Evan continues to build his confidence on the slide and in the pool. He is an active and willing participant in sliding down the big slide at the elementary school by our house. Evan climbs up to the top with assistance from daddy, sits down, and then pulls himself forward to begin the descent. He prefers to slide laying down on his back--fine by me because I don't completely trust his sitting balance just yet. When I catch him at the bottom he has a big half-grin and giggles. I might get a quick kiss in, but within seconds he's squirming to get down and start walking towards the ladder again.

Grandma and Grandpa Key just gave us the old swing set Auntie Jen and I used to play on when we were little. We are planning on giving it a coat of paint (I'm pulling for red), getting a new slide and some swings for it. I'm sure Evan would love having a slide of his own at home.

We took Evan to the city pool last Sunday, and plan to go again this afternoon. It takes less and less time to "transition" him into the water. Last week, I was able to walk around the shallow end holding him, without Evan yelling and grabbing onto me for dear life (we haven't been able to do that in over a year now). I am hoping by the end of summer he will be able to walk in the shallow end holding our hands (or the pool edge), will sit on a step in the water with us close by, and will let us take him into the deeper side (4 feet) of the pool. I think those are reasonable goals.

In other news...

We have some updates and more appointments scheduled for the Cochlear Implant (CI) evaluation. I have put all of this into it's own post.

I turned in a school district transfer request for Evan to attend Ellensburg School District. I have been assured my request will be denied, and that our home district just needs the denial to proceed with the plan for next year (our district will be paying Ellensburg so that Evan can attend the developmental preschool).
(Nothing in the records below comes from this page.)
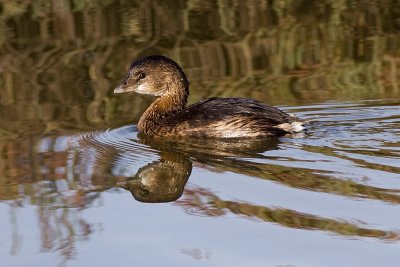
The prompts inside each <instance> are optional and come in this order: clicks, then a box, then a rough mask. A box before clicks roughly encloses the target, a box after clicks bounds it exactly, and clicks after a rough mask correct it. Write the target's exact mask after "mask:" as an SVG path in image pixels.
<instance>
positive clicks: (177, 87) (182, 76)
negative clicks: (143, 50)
mask: <svg viewBox="0 0 400 267" xmlns="http://www.w3.org/2000/svg"><path fill="white" fill-rule="evenodd" d="M177 90H183V93H184V94H186V95H187V94H189V92H188V90H189V83H188V81H187V79H186V75H185V73H184V72H183V70H182V69H181V67H180V66H179V65H178V64H177V63H176V62H175V61H173V60H172V59H169V58H167V57H164V56H149V57H145V58H142V59H139V60H137V61H135V62H133V63H132V65H131V66H130V67H129V70H128V75H127V76H126V78H125V79H124V80H123V81H122V83H121V84H120V85H119V86H118V87H117V88H115V89H114V93H124V92H131V91H133V92H137V93H140V94H148V95H154V96H163V95H167V94H176V93H177V92H176V91H177ZM181 93H182V92H181Z"/></svg>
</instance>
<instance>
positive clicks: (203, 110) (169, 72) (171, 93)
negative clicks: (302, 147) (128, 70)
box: [114, 56, 303, 138]
mask: <svg viewBox="0 0 400 267" xmlns="http://www.w3.org/2000/svg"><path fill="white" fill-rule="evenodd" d="M128 91H135V92H138V93H142V94H150V95H155V96H159V98H158V99H157V100H156V101H154V103H153V104H151V105H150V107H149V108H148V109H147V110H146V111H145V112H144V113H143V115H142V117H141V118H140V120H139V123H138V129H139V130H140V131H141V132H143V133H144V134H146V135H149V136H174V137H176V136H191V137H212V138H236V137H268V136H279V135H284V134H286V133H289V132H296V131H299V130H301V129H302V128H303V126H302V122H301V121H300V120H299V119H298V118H296V117H293V116H290V115H289V114H286V113H285V112H283V111H281V110H279V109H277V108H275V107H272V106H268V105H265V104H263V103H261V102H258V101H255V100H252V99H244V98H209V99H206V100H203V101H201V102H198V103H196V104H194V105H191V106H189V107H186V102H187V97H188V94H189V83H188V81H187V79H186V76H185V74H184V72H183V71H182V69H181V68H180V66H179V65H178V64H177V63H175V62H174V61H172V60H171V59H169V58H166V57H163V56H151V57H146V58H144V59H140V60H138V61H136V62H134V63H133V64H132V65H131V66H130V68H129V71H128V75H127V77H126V78H125V80H124V81H123V82H122V83H121V85H120V86H119V87H117V88H116V89H115V91H114V92H116V93H121V92H128Z"/></svg>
Please keep two of our friends in your prayers: Quinn and Casey. Baby Quinn was born last week at 34 weeks. He is slowly making progress in the NICU with his weight, feeding by mouth, and requiring less oxygen support, but his mom and dad don't yet know when he will get to come home. Casey (18 months) is recovering in Seattle Children's after emergency surgery on Wednesday for a ruptured appendix and bowel--he almost didn't make it. Casey is still critical--he currently has a serious infection (from the contents of his digestive tract bathing his abdominal cavity--not a good situation), but is expected to recover.

I will leave you with some pictures of Evan and Grandma Key playing one of Evan's favorite games: Bucket Swing

Wheeee Grandma! This is great vestibular (balance) input for me--you always know just what I need.

Just sitting in the bucket is nice too!